Extraits du Parcours : J’augmente les ventes avec le digital
Quelques extraits en texte des formations en vidéo (nom de l’expert entre parenthèses).
La vidéo de présentation du parcours comprend les extraits en gras.

Site internet (Emilie Hemmer)

Aujourd’hui les moyens pour être présent sur internet se sont multipliés et diversifiés. Le site internet est un des éléments fondamentaux mais il est également possible de choisir d’être présent sur certaines plateformes : réseaux sociaux, YouTube, blogs, applications mobiles.

ROI (retour sur investissement) (Hervé Cadenne)

Les dirigeants ne perçoivent pas tout de suite le ROI (retour sur investissement). Deuxièmement, ils ne se sentent pas en sécurité face à l’existence des hackers.

Nom de domaine (Erwan Gustave)

Le nom de domaine est l’adresse postale de l’entreprise sur internet.
Le principe en vigueur est la règle du « premier arrivé, premier servi ». Personne n’a de légitimité accordée ou d’antériorité particulière.
Il existe plusieurs extensions particulières parmi lesquelles il faut noter quelques-unes qui sont appelées extensions génériques : .com et .fr. L’extension territoriale .fr est indispensable pour une entreprise française.
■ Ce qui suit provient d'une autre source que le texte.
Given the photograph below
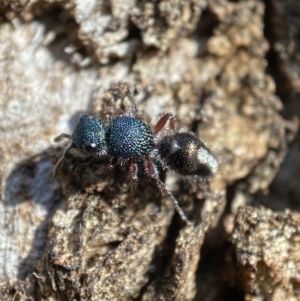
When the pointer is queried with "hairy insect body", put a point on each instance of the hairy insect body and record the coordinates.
(186, 155)
(132, 141)
(89, 135)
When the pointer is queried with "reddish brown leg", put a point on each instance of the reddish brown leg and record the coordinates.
(151, 171)
(163, 121)
(133, 170)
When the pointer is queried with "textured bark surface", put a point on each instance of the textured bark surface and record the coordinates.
(229, 72)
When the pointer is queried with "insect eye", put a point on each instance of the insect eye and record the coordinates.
(90, 147)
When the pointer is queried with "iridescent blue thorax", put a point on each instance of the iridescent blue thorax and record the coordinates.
(89, 135)
(129, 137)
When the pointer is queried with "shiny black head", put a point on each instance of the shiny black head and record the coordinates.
(89, 135)
(129, 137)
(187, 155)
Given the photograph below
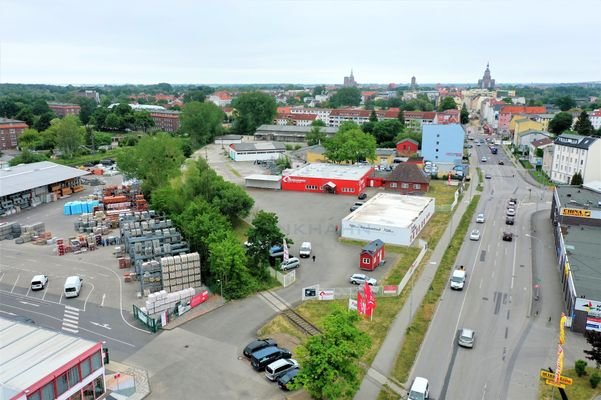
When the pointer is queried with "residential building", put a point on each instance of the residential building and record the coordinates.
(443, 144)
(63, 109)
(10, 130)
(575, 153)
(407, 179)
(165, 120)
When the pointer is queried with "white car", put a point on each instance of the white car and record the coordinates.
(39, 282)
(475, 235)
(359, 279)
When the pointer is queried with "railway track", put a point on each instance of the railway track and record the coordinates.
(297, 320)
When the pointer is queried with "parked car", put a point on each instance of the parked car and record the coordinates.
(359, 279)
(39, 282)
(287, 378)
(257, 345)
(466, 338)
(292, 263)
(475, 235)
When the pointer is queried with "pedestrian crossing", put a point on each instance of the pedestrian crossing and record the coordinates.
(71, 319)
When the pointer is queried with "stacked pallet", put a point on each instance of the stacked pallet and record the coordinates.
(162, 301)
(180, 272)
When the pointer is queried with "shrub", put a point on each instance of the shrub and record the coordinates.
(595, 379)
(580, 367)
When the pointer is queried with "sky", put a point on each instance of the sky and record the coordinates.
(304, 42)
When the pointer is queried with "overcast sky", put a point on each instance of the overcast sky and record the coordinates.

Raison sociale de l’entreprise (Emilie Hemmer)

Concernant le nom du site, si le site à faire est corporate, alors son nom doit être la raison sociale de l’entreprise. Dans le cas d’un e-commerce, il est important que le nom du site soit facile à retenir et à épeler.
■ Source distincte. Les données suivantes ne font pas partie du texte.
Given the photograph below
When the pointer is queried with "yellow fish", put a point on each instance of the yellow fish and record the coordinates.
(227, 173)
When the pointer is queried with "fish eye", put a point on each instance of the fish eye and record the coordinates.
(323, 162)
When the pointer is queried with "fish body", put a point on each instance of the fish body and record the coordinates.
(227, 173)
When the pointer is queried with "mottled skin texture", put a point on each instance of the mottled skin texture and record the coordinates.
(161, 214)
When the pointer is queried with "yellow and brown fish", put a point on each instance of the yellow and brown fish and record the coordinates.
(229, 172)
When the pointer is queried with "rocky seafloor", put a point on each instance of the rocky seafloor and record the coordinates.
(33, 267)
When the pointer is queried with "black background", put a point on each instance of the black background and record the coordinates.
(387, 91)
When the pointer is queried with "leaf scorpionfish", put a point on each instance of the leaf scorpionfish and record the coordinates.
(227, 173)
Cahier des charges (Florence Labord)

Le cahier des charges est un document contractuel entre l’entreprise et le prestataire de services. Pour une entreprise, il se fait généralement pour une création ou une modification du site internet.
Dans la plupart des cas, les entreprises utilisent des CMS (Content Management System) qui permettent à la fois d’avoir :
– une partie visible : le front office pour les internautes,
– et une partie back office pour la gestion du site par l’entreprise.
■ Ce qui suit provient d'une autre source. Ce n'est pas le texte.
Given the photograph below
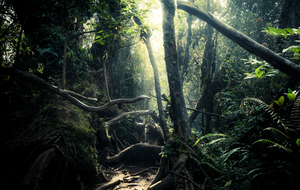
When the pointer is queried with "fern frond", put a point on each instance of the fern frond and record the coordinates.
(267, 109)
(276, 131)
(211, 135)
(210, 165)
(273, 144)
(225, 156)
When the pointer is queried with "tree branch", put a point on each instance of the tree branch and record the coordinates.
(207, 113)
(241, 39)
(63, 93)
(137, 113)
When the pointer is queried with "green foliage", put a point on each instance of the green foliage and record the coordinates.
(284, 32)
(280, 101)
(262, 71)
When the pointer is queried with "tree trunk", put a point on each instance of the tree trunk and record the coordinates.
(187, 46)
(205, 100)
(176, 93)
(146, 38)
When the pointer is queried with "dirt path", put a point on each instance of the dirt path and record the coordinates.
(123, 177)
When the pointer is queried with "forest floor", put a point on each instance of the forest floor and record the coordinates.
(121, 177)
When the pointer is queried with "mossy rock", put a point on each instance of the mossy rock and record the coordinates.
(76, 136)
Moteur de recherche (Emilie Hemmer)

Un moteur de recherche est un outil informatique qui permet de trier tous les documents et les pages web présents sur internet en fonction d’un mot clé.
Aujourd’hui, Google est encore le leader en termes de trafics et de parts de marché dans l’univers concurrentiel des moteurs de recherche.

Google et les réseaux sociaux (Hervé Cadenne)

Les sources de contacts clients sont notamment Google et les réseaux sociaux.
Google analyse les sites internet grâce à ses robots et place ensuite leurs pages sur les résultats de recherche dans la position qu’il estime raisonnable.

Un bon mot clé (Emilie Hemmer)

Un bon mot clé est un mot clé recherché par les prospects sur les moteurs de recherche. C’est également le mot clé avec lequel le site web peut se présenter en première page.

Clic (Frédéric Canevet)

La recherche universelle faite par Google permet d’afficher en un clic les sites internet répondant aux mots clés recherchés, les images et les vidéos correspondantes, les propositions d’achats et les avis clients.

Algorithme de Google (Emilie Hemmer)

Il y a à peu près 200 critères pris en compte par l’algorithme de Google pour faire le classement des résultats.
Et il fait 500 modifications par an dans l’importance donnée à chaque critère.
Les statistiques montrent que 58% des internautes ne regardent que les trois premiers résultats. Le premier résultat capte 38% des clics.

Les sources de trafic (Denis Fages)

Les sources de trafic pour un site e-commerce sont : le référencement naturel, le référencement « payant » ou liens sponsorisés, les guides d’achats ou les comparateurs de prix, l’affiliation, le partenariat, les publicités, l’emailing, etc.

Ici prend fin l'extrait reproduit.